Der klassische Cappuccino
- Espresso: Ein einfacher oder doppelter Shot (25–30 ml bzw. 50–60 ml)
- Milch: Ca. 120–150 ml, geschäumt auf 60–65 °C
- Tasse: Traditionell eine dickwandige, vorgewärmte 150–180 ml Keramiktasse
Das Geheimnis: Mikroschaumm
Der Unterschied zwischen einem guten und einem schlechten Cappuccino liegt im Milchschaum. Perfekter Mikroschaum (auch Microfoam) hat folgende Eigenschaften:
- Samtweich und glänzend — keine großen Blasen
- Fließfähig — lässt sich gießen wie flüssige Farbe
- Temperatur: 60–65 °C — darüber wird die Milch zu süßlich und verliert ihre Textur
- Integriert: Milch und Schaum bilden eine Einheit, keine separate Schaumhaube
Cappuccino vs.

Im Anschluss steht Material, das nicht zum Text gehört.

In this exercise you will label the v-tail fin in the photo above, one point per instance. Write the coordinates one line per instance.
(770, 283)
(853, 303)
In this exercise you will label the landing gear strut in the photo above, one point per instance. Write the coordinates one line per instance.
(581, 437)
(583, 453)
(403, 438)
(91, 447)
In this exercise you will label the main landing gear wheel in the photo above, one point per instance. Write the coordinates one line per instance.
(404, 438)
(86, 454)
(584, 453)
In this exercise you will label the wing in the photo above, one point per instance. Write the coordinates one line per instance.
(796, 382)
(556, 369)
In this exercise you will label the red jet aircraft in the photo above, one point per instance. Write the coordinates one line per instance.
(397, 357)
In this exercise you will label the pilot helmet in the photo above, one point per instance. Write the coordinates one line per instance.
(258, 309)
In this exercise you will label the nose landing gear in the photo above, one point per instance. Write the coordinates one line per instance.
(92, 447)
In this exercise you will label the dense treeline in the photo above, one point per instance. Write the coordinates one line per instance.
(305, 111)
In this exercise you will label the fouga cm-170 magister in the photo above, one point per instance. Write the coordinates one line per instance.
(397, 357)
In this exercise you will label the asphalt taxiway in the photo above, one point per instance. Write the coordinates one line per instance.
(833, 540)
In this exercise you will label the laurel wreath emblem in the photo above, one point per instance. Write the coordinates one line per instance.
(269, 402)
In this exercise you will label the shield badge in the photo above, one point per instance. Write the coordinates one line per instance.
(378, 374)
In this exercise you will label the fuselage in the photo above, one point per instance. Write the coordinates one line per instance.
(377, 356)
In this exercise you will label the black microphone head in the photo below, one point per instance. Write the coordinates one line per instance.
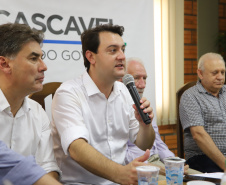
(127, 79)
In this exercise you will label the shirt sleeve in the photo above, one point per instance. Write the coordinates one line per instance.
(66, 106)
(190, 111)
(132, 152)
(162, 148)
(44, 155)
(17, 169)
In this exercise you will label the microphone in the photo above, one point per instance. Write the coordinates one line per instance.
(128, 80)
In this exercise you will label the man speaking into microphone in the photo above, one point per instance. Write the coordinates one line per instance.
(94, 116)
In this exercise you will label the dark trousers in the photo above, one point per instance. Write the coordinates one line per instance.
(203, 164)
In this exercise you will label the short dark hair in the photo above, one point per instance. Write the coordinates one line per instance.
(90, 39)
(14, 36)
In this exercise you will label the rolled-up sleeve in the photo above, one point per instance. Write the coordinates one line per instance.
(17, 169)
(44, 153)
(68, 118)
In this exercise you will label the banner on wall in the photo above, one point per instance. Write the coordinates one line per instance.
(64, 21)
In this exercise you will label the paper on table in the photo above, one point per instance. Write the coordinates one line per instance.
(217, 175)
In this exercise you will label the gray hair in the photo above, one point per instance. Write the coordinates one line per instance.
(208, 56)
(128, 60)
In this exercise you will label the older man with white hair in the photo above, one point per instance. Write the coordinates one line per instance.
(203, 116)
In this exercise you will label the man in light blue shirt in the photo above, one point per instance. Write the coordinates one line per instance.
(20, 170)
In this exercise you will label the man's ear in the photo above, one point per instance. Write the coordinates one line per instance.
(200, 74)
(4, 65)
(90, 57)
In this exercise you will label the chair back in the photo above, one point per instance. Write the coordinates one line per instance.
(48, 88)
(180, 132)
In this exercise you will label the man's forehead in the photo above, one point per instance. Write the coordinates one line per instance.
(109, 38)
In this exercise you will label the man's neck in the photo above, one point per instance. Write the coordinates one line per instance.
(104, 85)
(15, 101)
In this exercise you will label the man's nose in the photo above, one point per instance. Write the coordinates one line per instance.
(121, 55)
(221, 76)
(141, 83)
(43, 66)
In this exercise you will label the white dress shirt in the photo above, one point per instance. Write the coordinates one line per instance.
(28, 133)
(159, 148)
(80, 110)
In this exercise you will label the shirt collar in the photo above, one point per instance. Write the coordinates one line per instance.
(89, 84)
(4, 104)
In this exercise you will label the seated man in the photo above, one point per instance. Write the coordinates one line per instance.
(159, 151)
(19, 170)
(203, 116)
(94, 117)
(25, 127)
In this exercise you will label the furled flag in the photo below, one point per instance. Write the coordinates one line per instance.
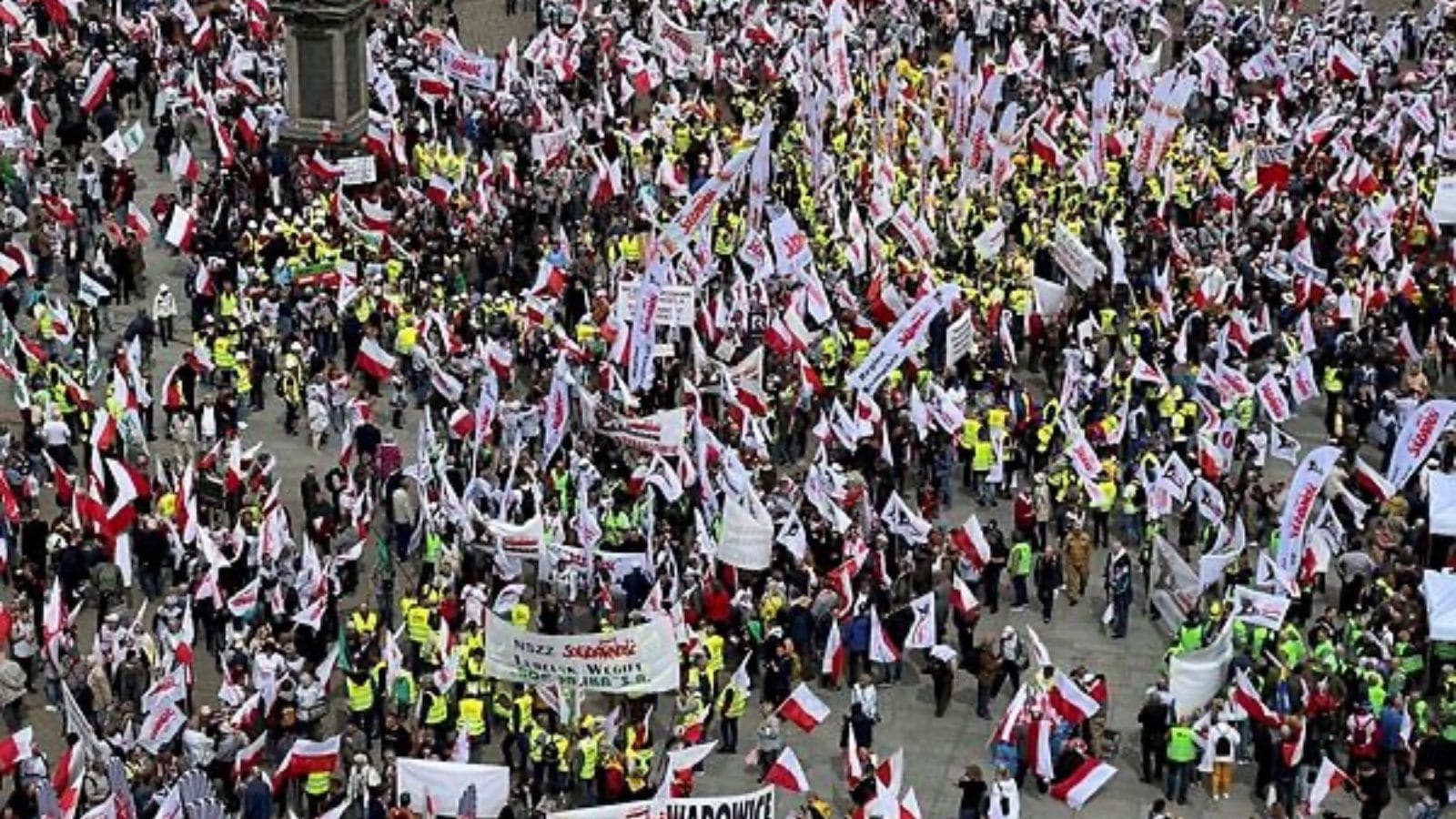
(98, 85)
(181, 229)
(881, 647)
(1329, 778)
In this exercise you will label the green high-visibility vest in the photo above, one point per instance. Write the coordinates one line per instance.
(1181, 746)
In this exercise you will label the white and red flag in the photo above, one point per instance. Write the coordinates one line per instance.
(836, 654)
(1329, 778)
(1084, 783)
(1070, 702)
(308, 756)
(322, 167)
(181, 228)
(15, 749)
(98, 85)
(786, 773)
(375, 360)
(972, 541)
(881, 647)
(804, 709)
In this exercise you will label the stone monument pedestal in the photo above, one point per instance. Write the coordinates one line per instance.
(328, 87)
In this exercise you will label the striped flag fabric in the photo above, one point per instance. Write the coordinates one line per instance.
(1084, 783)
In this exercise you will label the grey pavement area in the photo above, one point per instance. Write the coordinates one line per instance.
(936, 749)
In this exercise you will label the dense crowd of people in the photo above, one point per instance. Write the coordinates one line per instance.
(648, 376)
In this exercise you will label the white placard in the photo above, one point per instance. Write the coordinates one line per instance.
(472, 70)
(1443, 503)
(1443, 205)
(441, 784)
(630, 661)
(757, 804)
(359, 169)
(676, 305)
(958, 339)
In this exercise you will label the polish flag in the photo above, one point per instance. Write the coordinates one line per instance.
(808, 378)
(322, 167)
(881, 647)
(1344, 63)
(1405, 344)
(433, 85)
(910, 806)
(184, 165)
(58, 208)
(1252, 704)
(35, 116)
(1359, 177)
(440, 189)
(834, 653)
(67, 778)
(15, 749)
(1273, 165)
(181, 228)
(12, 14)
(961, 598)
(1293, 749)
(1008, 723)
(249, 756)
(248, 127)
(1329, 778)
(462, 421)
(804, 709)
(245, 599)
(972, 542)
(1372, 481)
(1047, 149)
(138, 222)
(375, 360)
(1070, 702)
(788, 334)
(1084, 783)
(1150, 373)
(308, 756)
(204, 35)
(376, 216)
(98, 85)
(786, 773)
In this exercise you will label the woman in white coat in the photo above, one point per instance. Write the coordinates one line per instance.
(1005, 799)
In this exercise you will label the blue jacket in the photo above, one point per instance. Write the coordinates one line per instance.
(856, 637)
(257, 800)
(1390, 727)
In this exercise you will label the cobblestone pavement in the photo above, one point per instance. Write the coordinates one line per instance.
(936, 749)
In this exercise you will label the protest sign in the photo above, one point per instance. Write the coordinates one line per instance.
(631, 661)
(429, 782)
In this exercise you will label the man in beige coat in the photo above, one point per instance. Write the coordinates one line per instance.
(1077, 550)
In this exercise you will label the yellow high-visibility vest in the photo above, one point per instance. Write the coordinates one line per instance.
(472, 716)
(439, 709)
(419, 624)
(317, 784)
(361, 695)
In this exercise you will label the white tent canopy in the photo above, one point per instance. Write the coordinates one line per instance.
(1441, 603)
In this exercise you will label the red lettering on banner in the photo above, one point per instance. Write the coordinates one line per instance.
(604, 652)
(1303, 506)
(1424, 429)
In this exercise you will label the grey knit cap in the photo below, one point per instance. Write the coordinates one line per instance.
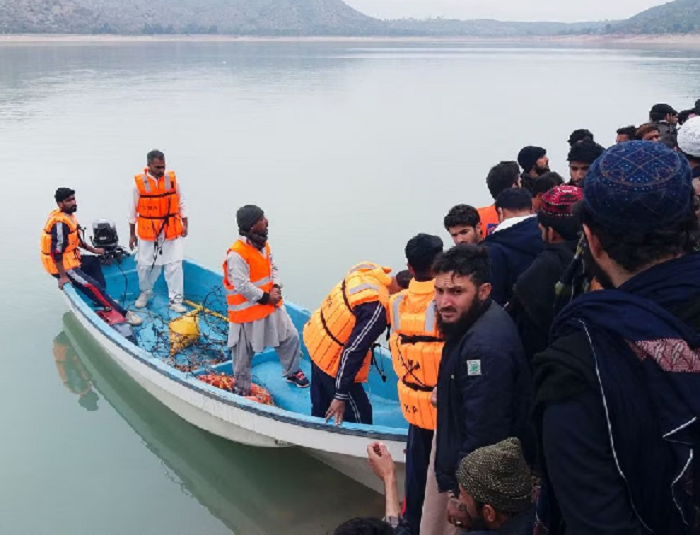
(498, 476)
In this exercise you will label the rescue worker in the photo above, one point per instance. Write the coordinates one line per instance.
(61, 242)
(340, 337)
(158, 222)
(416, 348)
(256, 316)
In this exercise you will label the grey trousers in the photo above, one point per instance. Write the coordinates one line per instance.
(289, 353)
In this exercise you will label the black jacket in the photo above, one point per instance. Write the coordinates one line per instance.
(484, 391)
(532, 304)
(512, 251)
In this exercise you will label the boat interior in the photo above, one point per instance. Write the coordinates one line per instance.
(201, 350)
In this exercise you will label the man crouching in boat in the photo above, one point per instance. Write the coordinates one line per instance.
(340, 336)
(61, 242)
(256, 316)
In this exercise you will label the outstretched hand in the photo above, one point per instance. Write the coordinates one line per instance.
(337, 411)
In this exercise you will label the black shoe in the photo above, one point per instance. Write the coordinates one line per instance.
(298, 379)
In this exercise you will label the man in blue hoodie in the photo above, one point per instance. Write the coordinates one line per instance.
(514, 244)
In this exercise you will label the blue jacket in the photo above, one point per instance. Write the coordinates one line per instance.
(512, 251)
(484, 393)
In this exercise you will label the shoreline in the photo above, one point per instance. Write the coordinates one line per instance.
(692, 40)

Latte vs. Flat White
Die drei Getränke verwenden dieselben Zutaten, unterscheiden sich aber in den Proportionen:
- Cappuccino: 1/3 Espresso, 1/3 Milch, 1/3 Schaum — stärkstes Kaffeearoma
- Latte (Macchiato): Viel mehr Milch, weniger Schaum — milder, milchiger
- Flat White: Doppelter Espresso + Milch mit sehr feinem Mikroschaum — intensiv aber samtig
Wann trinkt man Cappuccino?
In Italien gibt es eine eherne Regel: Cappuccino nur morgens, nie nach dem Essen. Die Milch gilt als zu schwer für nach einer Mahlzeit. Außerhalb Italiens wird der Cappuccino natürlich zu jeder Tageszeit genossen — und das ist auch völlig in Ordnung.